If No Cities to Love, the 2015 comeback album from Sleater-Kinney, was an assurance that the beloved group could reemergence from a decade-long hiatus with their roaring power and vibrant creativity intact, then The Center Won’t Hold is the provocative mission statement of sonic evolution as a constant. Sleater-Kinney didn’t pull their touring amps out of deep storage simply to rehash old glories. The new album maps the boundaries of the Sleater-Kinney sound and then roller skates along the edges, letting rubberized wheels occasionally slip just past the lines, as if defiantly proving that they’re only imaginary anyway.
Dusting for fingerprints on The Center Won’t Hold inevitably turns up a lot of thumb smudges from Annie Clark, professionally known as St. Vincent. Internet chatter reached cyclone proportions at the start of the year when social media photos revealed Clark was producing new Sleater-Kinney music, and an initial listen to the results produces an instinctive you-got-your-chocolate-in-my-peanut-butter reaction of distinct flavors combining to form a new whole that strongly maintains the qualities of its individual parts. But dismissals that Sleater-Kinney lost themselves in the St. Vincent studio wonderland ignore the simple truth that the band always operated in a state of perpetual reinvention. It was a major leap from All Hands on the Bad One to One Beat and yet another record-challenging long jump to reach The Woods. The reason Sleater-Kinney is formidable is because they don’t sit still, stamping out what’s expected.
It’s admittedly easy to pluck of the most dramatic disruptions of expectation, such as the disco fervor of the repeated line “You got me used to lovin’ you” on the chewy single “Hurry on Home” or the expansive explorations of “Bad Dance,” which sounds like the soundtrack to a ride on a melting carousel. “Can I Go On” traces the contradictions of modern life against a loping beat and guitars that squawk and reverberate, like Chvrches with the sunshine squeezed out. But Sleater-Kinney also looks backward to go forward. The title cut channels PJ Harvey from the mid-nineteen-nineties, at least until the more familiar Sleater-Kinney bulldozer of guitars and drums bursts through on the track’s last third, and “Restless” carries faint yet distinct echoes of the downbeat indie rock that emerged in the same era as a weary retort to the arena-ready booms of grunge pretenders.
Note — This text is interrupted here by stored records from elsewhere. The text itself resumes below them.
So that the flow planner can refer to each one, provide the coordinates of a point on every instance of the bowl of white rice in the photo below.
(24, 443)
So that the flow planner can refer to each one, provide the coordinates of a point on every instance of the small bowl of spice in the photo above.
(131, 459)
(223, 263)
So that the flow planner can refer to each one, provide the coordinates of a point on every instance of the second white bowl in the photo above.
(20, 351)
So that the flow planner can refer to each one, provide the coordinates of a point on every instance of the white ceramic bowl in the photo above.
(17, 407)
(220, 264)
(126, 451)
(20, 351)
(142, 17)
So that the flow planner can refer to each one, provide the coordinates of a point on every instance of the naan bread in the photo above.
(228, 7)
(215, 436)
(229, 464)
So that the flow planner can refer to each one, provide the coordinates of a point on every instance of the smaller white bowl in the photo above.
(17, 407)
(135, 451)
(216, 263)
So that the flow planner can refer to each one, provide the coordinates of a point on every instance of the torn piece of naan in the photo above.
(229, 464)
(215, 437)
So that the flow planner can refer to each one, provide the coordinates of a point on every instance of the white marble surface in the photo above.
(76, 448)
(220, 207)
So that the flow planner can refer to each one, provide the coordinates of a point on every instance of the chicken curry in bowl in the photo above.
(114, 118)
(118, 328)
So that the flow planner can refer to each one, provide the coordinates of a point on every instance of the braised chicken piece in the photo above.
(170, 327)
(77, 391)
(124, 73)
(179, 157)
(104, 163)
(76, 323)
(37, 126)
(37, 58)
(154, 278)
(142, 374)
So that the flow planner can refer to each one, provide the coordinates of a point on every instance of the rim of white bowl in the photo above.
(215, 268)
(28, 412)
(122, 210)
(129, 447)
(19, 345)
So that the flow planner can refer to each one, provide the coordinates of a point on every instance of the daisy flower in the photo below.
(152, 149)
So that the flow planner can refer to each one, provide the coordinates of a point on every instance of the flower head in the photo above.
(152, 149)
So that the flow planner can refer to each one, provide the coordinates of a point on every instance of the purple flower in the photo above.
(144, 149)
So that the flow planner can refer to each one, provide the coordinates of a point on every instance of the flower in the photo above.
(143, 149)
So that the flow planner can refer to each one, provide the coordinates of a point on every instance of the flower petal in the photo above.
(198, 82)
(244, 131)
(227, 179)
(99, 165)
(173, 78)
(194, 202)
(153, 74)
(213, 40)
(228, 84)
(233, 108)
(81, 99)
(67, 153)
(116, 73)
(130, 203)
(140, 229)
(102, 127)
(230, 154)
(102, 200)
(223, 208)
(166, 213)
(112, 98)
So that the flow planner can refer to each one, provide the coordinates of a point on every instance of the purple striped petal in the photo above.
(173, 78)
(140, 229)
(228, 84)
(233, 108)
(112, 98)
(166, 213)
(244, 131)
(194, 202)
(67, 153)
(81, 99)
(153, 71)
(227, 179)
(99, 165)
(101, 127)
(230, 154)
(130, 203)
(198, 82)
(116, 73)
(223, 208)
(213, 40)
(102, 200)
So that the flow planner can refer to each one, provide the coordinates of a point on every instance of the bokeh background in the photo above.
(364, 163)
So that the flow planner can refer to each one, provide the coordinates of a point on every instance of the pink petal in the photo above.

The retrospection is more overt on “Love,” which tracks through the band’s history complete with Easter egg references. But even that is ultimately in service of an assertion of uncompromising forward motion, a commitment to now and beyond (“We can be young/ And we can be old/ As long as we have each other to hold”). A similar sentiment crops up on “The Future is Here” (“I need you more than I ever have/ Because the future’s here and we can’t go back”), highlighting the solace and security Corin Tucker and Carrie Brownstein found in rejuvenating their longtime collaboration.
After The Center Won’t Hold was recorded, a supporting tour was announced, and related promotional ventures were launched, drummer Janet Weiss announced she was leaving the band, evidently lacking enthusiasm for the newer material. The sense of reforged togetherness found on album sits strangely at odds with that bit of late-breaking news, but it’s Tucker and Brownstein who were there from the jump (though she’s been the drummer for most of the band’s life, Weiss was technically the fourth person to occupy the stool behind the kit), and the most poignant expressions of shared strength are the musical equivalent of Louise Sawyer and Thelma Dickinson intertwining fingers as their Ford Thunderbird races toward the canyon’s edge. They are in this together, proceeding under their own terms.
The album closes with the spare ballad “Broken,” which in its plaintive piano and smooth vocals is probably the furthest removed from anything Sleater-Kinney has put on record previously. But I’ll wager that track wouldn’t have stirred any resentment from purists who want their musical acts to echo on into infinity. “Broken” adheres to what a rock band is allowed to do, the kind of stretching of an artistic mandate that is deemed appropriate. But Sleater-Kinney doesn’t need to follow the snooty rules drawn up haphazardly by others. That’s another point make clear in “Love”: “And we can be rough/ And we can be smooth/ There’s nothing to hide/ And there’s nothing to prove.” Agreed. And bravo.